Wy już jesteście czyści dzięki słowu, które wypowiedziałem do was. Trwajcie we
Mnie, a Ja w was trwać będę. Podobnie jak latorośl nie może przynosić owocu
sama z siebie, o ile nie trwa w winnym krzewie, tak samo i wy, jeżeli we Mnie
trwać nie będziecie. Ja jestem krzewem winnym, wy - latoroślami. Kto trwa we
Mnie, a Ja w nim, ten przynosi owoc obfity, ponieważ beze Mnie nic nie możecie
uczynić. Ten, kto we Mnie nie trwa, zostanie wyrzucony jak winna latorośl i
uschnie.

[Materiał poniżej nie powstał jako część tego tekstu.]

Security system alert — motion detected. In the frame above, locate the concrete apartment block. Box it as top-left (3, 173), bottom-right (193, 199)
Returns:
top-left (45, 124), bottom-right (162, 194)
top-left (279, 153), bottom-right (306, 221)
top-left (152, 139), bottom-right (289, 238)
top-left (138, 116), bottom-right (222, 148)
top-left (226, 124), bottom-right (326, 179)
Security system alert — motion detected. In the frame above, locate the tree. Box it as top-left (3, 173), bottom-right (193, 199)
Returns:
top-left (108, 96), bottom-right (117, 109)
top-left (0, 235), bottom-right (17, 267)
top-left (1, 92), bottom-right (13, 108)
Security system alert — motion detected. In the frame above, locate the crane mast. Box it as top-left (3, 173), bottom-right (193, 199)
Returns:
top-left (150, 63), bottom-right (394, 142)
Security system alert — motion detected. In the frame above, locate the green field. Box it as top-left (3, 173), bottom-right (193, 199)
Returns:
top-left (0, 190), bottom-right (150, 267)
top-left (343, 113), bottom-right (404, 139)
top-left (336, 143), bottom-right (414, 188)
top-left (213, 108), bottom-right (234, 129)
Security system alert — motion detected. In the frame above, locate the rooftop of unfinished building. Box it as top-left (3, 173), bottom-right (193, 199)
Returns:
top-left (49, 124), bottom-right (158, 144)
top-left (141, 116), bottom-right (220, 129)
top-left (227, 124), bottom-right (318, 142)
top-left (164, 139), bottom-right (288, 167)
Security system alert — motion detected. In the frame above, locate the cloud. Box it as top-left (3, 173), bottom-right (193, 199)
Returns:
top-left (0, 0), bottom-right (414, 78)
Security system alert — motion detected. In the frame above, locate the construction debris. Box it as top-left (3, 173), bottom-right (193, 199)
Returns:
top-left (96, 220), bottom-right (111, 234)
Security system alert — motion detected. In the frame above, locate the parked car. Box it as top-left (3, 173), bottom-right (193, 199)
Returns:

I zbiera się ją, i wrzuca do ognia, i płonie. Jeżeli we Mnie trwać
będziecie, a słowa moje w was, poprosicie, o cokolwiek chcecie, a to wam się
spełni. Ojciec mój przez to dozna chwały, że owoc obfity przyniesiecie i
staniecie się moimi uczniami”.
"Trwajcie we Mnie, a Ja w was trwać będę. Podobnie jak
latorośl nie może przynosić owocu sama z siebie, o ile nie trwa w winnym
krzewie, tak samo i wy, jeżeli we Mnie trwać nie będziecie." Te słowa
Chrystusa o trwaniu w Nim, powinien każdy tak osobiście wziąć do siebie. Czerpać
siłę z Boga, spoglądać Jego oczyma, myśleć w Nim i z Nim, to najbardziej
zdumiewająca ścieżka po której kroczy chrześcijanin. Wszystko co się dzieje w
naszym życiu, jest dotknięciem obecności Boga, zapuszczeniem korzeni w osobowej
relacji z Tym, Który nas przecież zna, jestem kimś dla Boga bliskim, takie
poczucie rodzi owocowanie, a wiec rodzenie i nieustanne obdarowanie w Nim. To
zdolność do miłości, kochania, przemiany i pokonywania tego wszystkiego,
co może być smutkiem, lekiem lub przychodzącą nagle śmiercią.
"Fundamentalnym zadaniem chrześcijanina jest miłość. Chrześcijanin, który
nie jest zdolny do miłości, nie jest autentycznym chrześcijaninem. Warunkiem
pozostawania w miłości jest zachowanie przykazań Jezusa, tak jak Jezus
zachowywał przykazania Ojca." Kochać tylko tyle, albo aż tyle. W miłości
zawiera się pełnia naszego człowieczeństwa i naszego bycia w Bogu. Kochać to
znaczy budować pomosty pomiędzy brakiem nadziei a poczuciem sensu, kochać to
odkrywać miłość która leczy, podnosi i uzdrawia. Kochać to pozwolić się oddać
całkowicie Bogu, nawet jeśli będą strugami i wąwozami płynęły łzy z pytaniem
dlaczego ? "Dla chrześcijanina najbardziej dramatyczna odpowiedź Boga
zawarta jest w mowie Krzyża." Na
Krzyżu życiodajnej latorośli miłość cierpiącego Boga, utożsamiła się z każdym
ludzkim cierpieniem, to jest źródłem duchowej siły i pewności która
przeprowadza ze stanu lęku ku nadziei. Jedno jest pewne, nawet najbardziej
pozornie czarny scenariusz naszego życia, może być źródłem wzrostu miłości
która wszystko jest wstanie pokonać. Naucz nas Panie każdego dnia spoglądać
Twoimi oczyma, abyśmy przez łzy cierpienia potrafił kochać tych, którzy już
kochać nie potrafią, i tą miłością starali się wypełniać świat Tobą.